К огорчению Мэтью, Грейтхаус открыл дверь и, повернувшись, кивком велел ему заходить внутрь. На улицу выплеснулся желтый свет и потянулось облако табачного дыма, тут же развеянное ветром. Мэтью стиснул зубы, сделал шаг к страшной двери, и тьму пронзила вспышка молнии, а оттуда, где Господь наблюдал за проклятыми дураками, донесся гром литавр.
– Дверь закрой! – тут же злобно заорал кто-то каркающим голосом, как будто выстрелили из пушки, заряженной выводком лягушек-быков. – Вонь выпустишь!
– Ну да, – сказал Грейтхаус, любезно улыбаясь, когда Мэтью ступил в пропахшее всякой мерзостью помещение. – Этого бы мы не пережили, правда?
Он закрыл дверь, и тощий седобородый господин, сидевший на стуле в глубине зала и перед тем жестоко пытавший хорошую скрипку, тотчас же снова принялся издеваться над слухом присутствующих.
Высившийся за стойкой бара мордоворот по имени Лайонел Скелли (ну вылитая лягушка-бык), наделенный громовым голосом (что твоя пушка) и огненно-рыжей бородой, свисавшей почти до низа его заляпанного грязью кожаного жилета, вернулся к прерванному занятию: он наливал свежую (не совсем верное тут слово) кружку яблочной отравы посетителю, устремившему рыбий взгляд на вошедших.

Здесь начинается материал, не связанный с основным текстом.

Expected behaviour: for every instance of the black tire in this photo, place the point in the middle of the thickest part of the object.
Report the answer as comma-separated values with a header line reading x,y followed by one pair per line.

– Эй, вы! – приветствовал их Сэмюэль Бейтер, известный тем, что откусил в драках не один нос. Но этим его добродетели не исчерпывались: еще он был заядлым игроком, безжалостно лупил жену и немало времени проводил у красоток из розового дома Полли Блоссом на Петтикоут-лейн. Лицо у него было плоское, злое, с коротким носом задиры. Мэтью решил, что человек этот или уже вдребезги пьян, или просто глуп как пробка, раз присутствие Хадсона Грейтхауса не напугало его. – Юный герой и его хозяин! А ну-ка, идите сюда, выпейте с нами!
Бейтер осклабился и поднял кружку, выплеснув на дощатый пол некоторое количество коричневой маслянистой жидкости. Под «нами» он подразумевал себя и своего собутыльника Боскинза – нового человека в городе, приехавшего из Англии в середине сентября. Солидностью телосложения тот не уступал Грейтхаусу: квадратные плечи бугрились под едва не лопающимся темно-коричневым сюртуком. Свою треуголку цвета бродвейской грязи он снял, и было понятно, отчего Боскинза прозвали Твердолобым: череп его был совершенно голым. Широкий лоб действительно выдавался вперед над нависшими черными бровями, как костяная стена. Мэтью о Боскинзе было известно, только что ему слегка за тридцать и он нигде не работает, но мечтает заняться пушным промыслом. Боскинз курил глиняную трубку, поглядывая то на Мэтью, то на Грейтхауса бледно-голубыми глазами, в которых можно было прочесть разве что полное равнодушие.
– Мы кое-кого ждем, – спокойно и непринужденно сказал Грейтхаус. – Но в другой раз – обязательно.
Не дожидаясь ответа, он подхватил Мэтью под локоть и повел к одному из столов.